Probing Exotic Quantum Hall States with Heat Quantum Transport

 

THERMAL PROPERTIES OF UNUSUAL QUANTUM HALL PHASES OF GRAPHENE

Under high magnetic field and at low temperatures, electronic interactions in a two-dimensional electron gas give rise to exotic, strongly correlated many-body quantum Hall states. These states have been proposed for the implementation of new quantum circuits, for instance realizing topologically protected quantum computing. Although exciting, these states remain poorly understood, because the conventional experimental approach for their investigation, dc electron transport, only yields limited information. In particular, electron transport only probes the physics of the current-carrying edge channels of the quantum Hall effect propagating along the edges of the electron gas, leaving the physics of the bulk unexplored. To gain a better understanding of these exotic states and their origin, we propose a new, unconventional approach, based on heat transport measurements, which directly probes the charge-neutral, heat-carrying collective modes characterizing these interactions-induced states. 

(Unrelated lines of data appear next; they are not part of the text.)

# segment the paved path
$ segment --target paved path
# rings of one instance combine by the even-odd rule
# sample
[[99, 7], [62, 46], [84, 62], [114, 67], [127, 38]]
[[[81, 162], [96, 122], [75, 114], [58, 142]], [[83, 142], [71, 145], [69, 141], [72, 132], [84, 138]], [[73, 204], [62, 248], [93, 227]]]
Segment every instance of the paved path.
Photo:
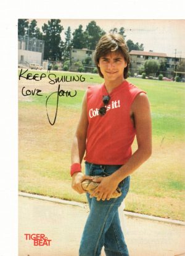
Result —
[[[88, 210], [20, 196], [18, 256], [78, 256]], [[123, 212], [121, 218], [130, 256], [185, 255], [184, 226], [124, 216]], [[44, 234], [52, 240], [50, 246], [34, 246], [25, 234]]]

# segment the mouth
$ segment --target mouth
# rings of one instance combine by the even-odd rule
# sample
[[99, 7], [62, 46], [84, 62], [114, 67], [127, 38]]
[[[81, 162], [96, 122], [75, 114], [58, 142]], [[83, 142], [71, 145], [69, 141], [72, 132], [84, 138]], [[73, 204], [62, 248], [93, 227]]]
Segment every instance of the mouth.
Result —
[[115, 74], [117, 71], [106, 71], [106, 73], [108, 74]]

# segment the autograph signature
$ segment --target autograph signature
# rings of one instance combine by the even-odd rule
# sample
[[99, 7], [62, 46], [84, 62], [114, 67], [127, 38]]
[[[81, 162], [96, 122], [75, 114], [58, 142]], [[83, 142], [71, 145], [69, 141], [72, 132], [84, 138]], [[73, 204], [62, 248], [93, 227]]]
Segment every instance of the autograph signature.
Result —
[[[68, 91], [68, 90], [60, 90], [60, 84], [59, 84], [59, 87], [58, 87], [58, 90], [57, 92], [52, 92], [51, 94], [50, 94], [50, 95], [47, 97], [46, 101], [46, 112], [47, 112], [47, 118], [48, 118], [48, 121], [49, 122], [49, 123], [51, 125], [54, 125], [55, 124], [55, 122], [56, 121], [56, 118], [57, 118], [57, 111], [58, 111], [58, 106], [59, 106], [59, 97], [62, 97], [62, 96], [66, 96], [66, 97], [75, 97], [76, 95], [77, 94], [77, 92], [76, 90], [74, 91], [74, 94], [72, 95], [72, 92], [71, 91]], [[51, 96], [54, 94], [57, 94], [57, 103], [56, 103], [56, 113], [55, 113], [55, 117], [54, 117], [54, 120], [53, 121], [53, 122], [52, 123], [51, 121], [48, 112], [47, 112], [47, 102], [49, 99], [51, 97]]]

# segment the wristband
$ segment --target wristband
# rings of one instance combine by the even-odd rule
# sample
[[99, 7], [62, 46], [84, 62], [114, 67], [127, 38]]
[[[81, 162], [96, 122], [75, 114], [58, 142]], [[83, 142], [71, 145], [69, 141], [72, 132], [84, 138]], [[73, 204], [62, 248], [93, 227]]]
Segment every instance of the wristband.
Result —
[[70, 175], [72, 177], [75, 172], [81, 172], [81, 164], [78, 162], [75, 162], [71, 166]]

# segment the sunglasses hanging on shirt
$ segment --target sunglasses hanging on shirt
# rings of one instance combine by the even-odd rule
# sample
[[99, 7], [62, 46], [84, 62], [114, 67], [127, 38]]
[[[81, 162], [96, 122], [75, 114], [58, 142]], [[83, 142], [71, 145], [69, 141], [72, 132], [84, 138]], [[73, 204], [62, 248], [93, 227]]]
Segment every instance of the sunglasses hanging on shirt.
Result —
[[103, 96], [102, 101], [104, 102], [104, 106], [100, 108], [99, 110], [98, 110], [98, 113], [100, 115], [103, 116], [105, 115], [106, 112], [107, 112], [106, 106], [109, 104], [110, 100], [110, 97], [109, 95]]

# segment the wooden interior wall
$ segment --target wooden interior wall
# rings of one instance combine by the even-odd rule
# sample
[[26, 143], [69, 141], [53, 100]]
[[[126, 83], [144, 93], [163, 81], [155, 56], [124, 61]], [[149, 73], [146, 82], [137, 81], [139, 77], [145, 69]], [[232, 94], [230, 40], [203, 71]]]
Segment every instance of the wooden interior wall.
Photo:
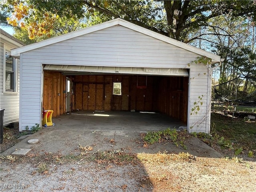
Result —
[[159, 79], [158, 110], [186, 122], [188, 78], [160, 77]]
[[[188, 78], [102, 75], [72, 79], [73, 109], [159, 111], [187, 121]], [[122, 95], [112, 94], [113, 82], [122, 83]]]
[[53, 110], [54, 117], [66, 112], [66, 79], [60, 72], [44, 72], [43, 107]]
[[[112, 92], [104, 94], [106, 88], [105, 85], [110, 82], [105, 82], [105, 79], [109, 78], [103, 75], [78, 75], [72, 78], [74, 91], [74, 99], [72, 105], [75, 109], [80, 110], [104, 110], [106, 98], [110, 97]], [[112, 88], [111, 88], [112, 89]], [[111, 108], [109, 106], [106, 108]]]

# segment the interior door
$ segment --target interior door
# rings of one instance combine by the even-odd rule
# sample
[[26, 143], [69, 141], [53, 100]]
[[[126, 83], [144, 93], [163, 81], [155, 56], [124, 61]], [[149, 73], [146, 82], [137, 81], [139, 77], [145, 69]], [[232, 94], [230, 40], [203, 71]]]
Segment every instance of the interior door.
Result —
[[70, 111], [70, 79], [67, 78], [66, 80], [66, 112]]

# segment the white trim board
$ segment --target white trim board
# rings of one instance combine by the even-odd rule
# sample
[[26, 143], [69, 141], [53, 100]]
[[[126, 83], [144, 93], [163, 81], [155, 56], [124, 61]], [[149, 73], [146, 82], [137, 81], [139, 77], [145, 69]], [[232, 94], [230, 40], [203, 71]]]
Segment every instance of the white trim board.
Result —
[[134, 30], [134, 31], [148, 35], [202, 56], [205, 56], [212, 59], [212, 62], [220, 62], [221, 61], [220, 56], [218, 55], [215, 55], [210, 52], [189, 45], [185, 43], [166, 37], [164, 35], [136, 25], [120, 18], [118, 18], [91, 27], [78, 30], [67, 34], [60, 35], [58, 37], [44, 40], [38, 43], [15, 49], [12, 50], [12, 55], [14, 56], [18, 57], [20, 56], [20, 53], [24, 52], [29, 51], [118, 25]]

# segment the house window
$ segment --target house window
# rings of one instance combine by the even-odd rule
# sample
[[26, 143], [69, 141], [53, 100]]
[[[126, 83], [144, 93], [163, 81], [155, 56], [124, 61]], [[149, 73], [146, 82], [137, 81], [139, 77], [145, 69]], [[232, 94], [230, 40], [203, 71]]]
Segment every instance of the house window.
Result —
[[11, 56], [11, 48], [4, 46], [4, 91], [16, 92], [18, 81], [16, 60]]
[[122, 95], [121, 85], [120, 82], [113, 83], [113, 94]]

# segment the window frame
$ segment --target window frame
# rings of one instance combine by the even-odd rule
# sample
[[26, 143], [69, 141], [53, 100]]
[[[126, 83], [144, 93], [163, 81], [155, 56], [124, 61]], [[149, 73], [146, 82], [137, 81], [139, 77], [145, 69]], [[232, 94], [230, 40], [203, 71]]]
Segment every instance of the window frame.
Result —
[[4, 52], [3, 55], [3, 92], [4, 93], [17, 94], [18, 93], [18, 59], [13, 57], [13, 89], [9, 90], [6, 88], [6, 54], [7, 52], [9, 52], [10, 54], [11, 50], [14, 48], [4, 44]]
[[[114, 84], [115, 83], [120, 84], [120, 94], [117, 94], [116, 93], [114, 93]], [[112, 91], [112, 94], [113, 95], [119, 95], [119, 96], [122, 95], [122, 82], [113, 82], [113, 90]]]

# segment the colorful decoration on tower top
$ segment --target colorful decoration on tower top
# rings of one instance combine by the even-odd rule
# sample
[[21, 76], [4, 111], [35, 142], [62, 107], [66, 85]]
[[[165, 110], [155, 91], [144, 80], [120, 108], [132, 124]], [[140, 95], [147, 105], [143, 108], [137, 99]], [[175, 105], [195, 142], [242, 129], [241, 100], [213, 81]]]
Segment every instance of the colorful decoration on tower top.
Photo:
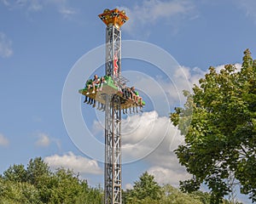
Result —
[[113, 10], [105, 9], [103, 14], [99, 14], [100, 19], [107, 25], [107, 26], [114, 26], [119, 28], [125, 23], [129, 18], [125, 15], [125, 11], [119, 11], [118, 8]]

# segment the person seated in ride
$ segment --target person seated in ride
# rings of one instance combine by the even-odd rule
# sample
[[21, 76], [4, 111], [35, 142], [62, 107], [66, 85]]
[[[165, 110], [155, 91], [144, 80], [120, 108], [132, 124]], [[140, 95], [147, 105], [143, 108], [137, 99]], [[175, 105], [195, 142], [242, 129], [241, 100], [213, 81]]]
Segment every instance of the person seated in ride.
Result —
[[[98, 87], [98, 85], [99, 85], [100, 82], [101, 82], [100, 78], [98, 77], [97, 75], [95, 75], [94, 78], [93, 78], [93, 81], [91, 82], [92, 85], [91, 84], [89, 85], [88, 92], [86, 93], [86, 94], [89, 94], [89, 89], [90, 88], [91, 86], [92, 86], [92, 92], [91, 92], [91, 94], [95, 94], [95, 88]], [[98, 89], [97, 89], [97, 91], [98, 91]]]
[[126, 85], [125, 83], [123, 83], [122, 84], [122, 87], [121, 87], [121, 91], [123, 93], [123, 97], [125, 98], [125, 99], [129, 99], [130, 98], [130, 94], [127, 90], [127, 88], [126, 88]]
[[137, 97], [134, 87], [131, 88], [131, 99], [134, 99], [135, 102], [137, 104]]
[[143, 98], [141, 96], [139, 96], [138, 92], [137, 92], [135, 90], [135, 88], [132, 87], [131, 88], [131, 91], [133, 94], [133, 99], [135, 99], [136, 103], [138, 104], [138, 102], [140, 103], [139, 105], [142, 106], [143, 105]]
[[102, 87], [103, 87], [103, 84], [106, 83], [107, 84], [107, 81], [105, 79], [104, 76], [102, 76], [101, 77], [101, 84], [100, 84], [100, 88], [99, 88], [99, 91], [102, 91]]
[[[88, 79], [86, 81], [84, 88], [87, 90], [87, 92], [89, 91], [89, 88], [90, 88], [89, 87], [90, 86], [91, 82], [92, 82], [92, 79]], [[84, 100], [84, 103], [87, 102], [87, 99], [88, 99], [88, 96], [85, 95], [85, 99]]]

A EUROPEAN RESEARCH COUNCIL PROJECT

QUAHQ is a ERC-funded project implemented at the Service de Physique de l'Etat Condensé, a joint lab between Université Paris-Saclay, the french Centre National de la Recherche Scientifique, and the french Commissariat à l'Energie Atomique et aux Energies Alternatives

 

EDGE CHANNEL HEAT TRANSPORT

We measure the deviations to heat flow quantization in the quantum Hall effect to investigate the nature of correlated electronic states.

 

THERMAL CONDUCTANCE OF CORRELATED QUANTUM HALL INSULATORS

Probing the thermal transport properties of correlated insulators under high magnetic field unveils their nature.